LOS ANGELES CHARGERS
Justin Herbert: Justin Herbert finished the 2021 season as the QB2 overall in just his 2nd season as a pro. Herbert actually finished the 2nd half of the season as the QB1 overall, outproducing Josh Allen by almost 2 points per game. The Chargers enter 2022 with mostly the same receiving core, with an upgrade at tight end from Jared Cook to Gerald Everett. Everett, when healthy, played like a TE1. Herbert had 14 games of 35+ pass attempts last season. In his divisional games it’s likely to be shootouts, but the big concern for Herbert is the upgrades the Chargers made on defense. They’ll be challenging for one of the best defenses in the league, so we won’t see those large passing games as often.

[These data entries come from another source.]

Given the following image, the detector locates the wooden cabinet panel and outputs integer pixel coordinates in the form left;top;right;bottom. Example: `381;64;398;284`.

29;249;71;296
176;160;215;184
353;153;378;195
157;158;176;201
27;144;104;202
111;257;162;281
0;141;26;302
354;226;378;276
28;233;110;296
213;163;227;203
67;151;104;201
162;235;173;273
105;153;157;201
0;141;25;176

Herbert, despite the upgrades on defense should still challenge for the QB1 overall spot with a year of improvement and slight offensive upgrades.
Austin Ekeler: Ekeler finished last season as the RB2 overall averaging 21.5 ppg. He saw career highs in rush attempts, yardage and most importantly touchdowns. It was 9 more than his previous career high of 11. With a touchdown dependency of 34.9%, meaning it accounted for 34.9% of his total points, we should expect his touchdown totals to see a slight decrease. On the positive side though, he has such a secure role as a pass-catcher out of the backfield and primary red-zone threat for the chargers. Finishing with the 8th most total touches among running backs in 2021, we should expect another top-5 finish from Ekeler in 2022.
Isaiah Spiller: With Justin Jackson gone, Isaiah Spiller should be taking over as the primary backup to Ekeler for the 2022 season. With Josh Kelley likely to see yet another decrease in total touches, Larry Rountree is the only true competition for the No.2 RB role. As long as Spiller maintains his hold on that job, he should be the primary handcuff to Ekeler, who’s only played in one full season for his career.
Keenan Allen: The last time a healthy Keenan Allen didn’t finish as a top-12 receiver in points per game was 2014. Allen has had 95+ receptions and 1,000+ yards for 5 seasons in a row now. He's as consistent as they come and should yet again be Justin Herbert’s go-to option. The only downside to Allen comes in the touchdown department. He’s only hit 8 touchdowns twice in his career, but that hasn’t stopped him from finishing as a WR1. View the touchdowns as a bonus at this point. If his touchdowns increase you get a top 3 receiver. If they stay around 6 like usual, you get someone with weekly top 5 potential. Allen is as safe of a WR1 as they come.
Mike Williams: Mike Williams finished as a WR1 for the first time in his career. He was still a boom/bust type of player, but the boom games just happened a little more often. Through the first 3 weeks he was the WR2 overall averaging 25.8 points per game. He looked like a surefire league winner. However, 31.4% of his total fantasy points for the season came in those first 3 weeks. From weeks 4-18, he was the WR24 averaging 13 points per game.The latter is more so what we should expect from Williams. In the 16 games he played last season, he finished as the WR40 or worse 8 times. There’s a lot of risk with Williams, but those boom games have week-winning potential that some people may want to take a gamble on.
Joshua Palmer: Between Guyton and Palmer, Palmer had the higher snap share over the last 5 games the season (68% to 49%).Given that the Chargers play mainly 3-WR sets, he figures to have a more prominent role next season. He took on a good amount of snaps in the slot too at 34.6%, so there’s ppr upside with him. By no means does he need to be taken in drafts, but he’s a strong sleeper candidate that can be used as a fill-in during bye weeks.
Gerald Everett: Gerald Everett had an up and down season. He started out the season strong with 2 of his first 3 games with double digit points. He then gets hurt and returns at the same time his quarterback gets hurt. When Russell Wilson returned, Everett saw his fantasy numbers increase. He was the TE8 overall from weeks 10 through 18. This is on one of the least pass-heavy teams in the league. He now goes to an offense that ran the 5th most plays per game in a substantially more pass-heavy offense.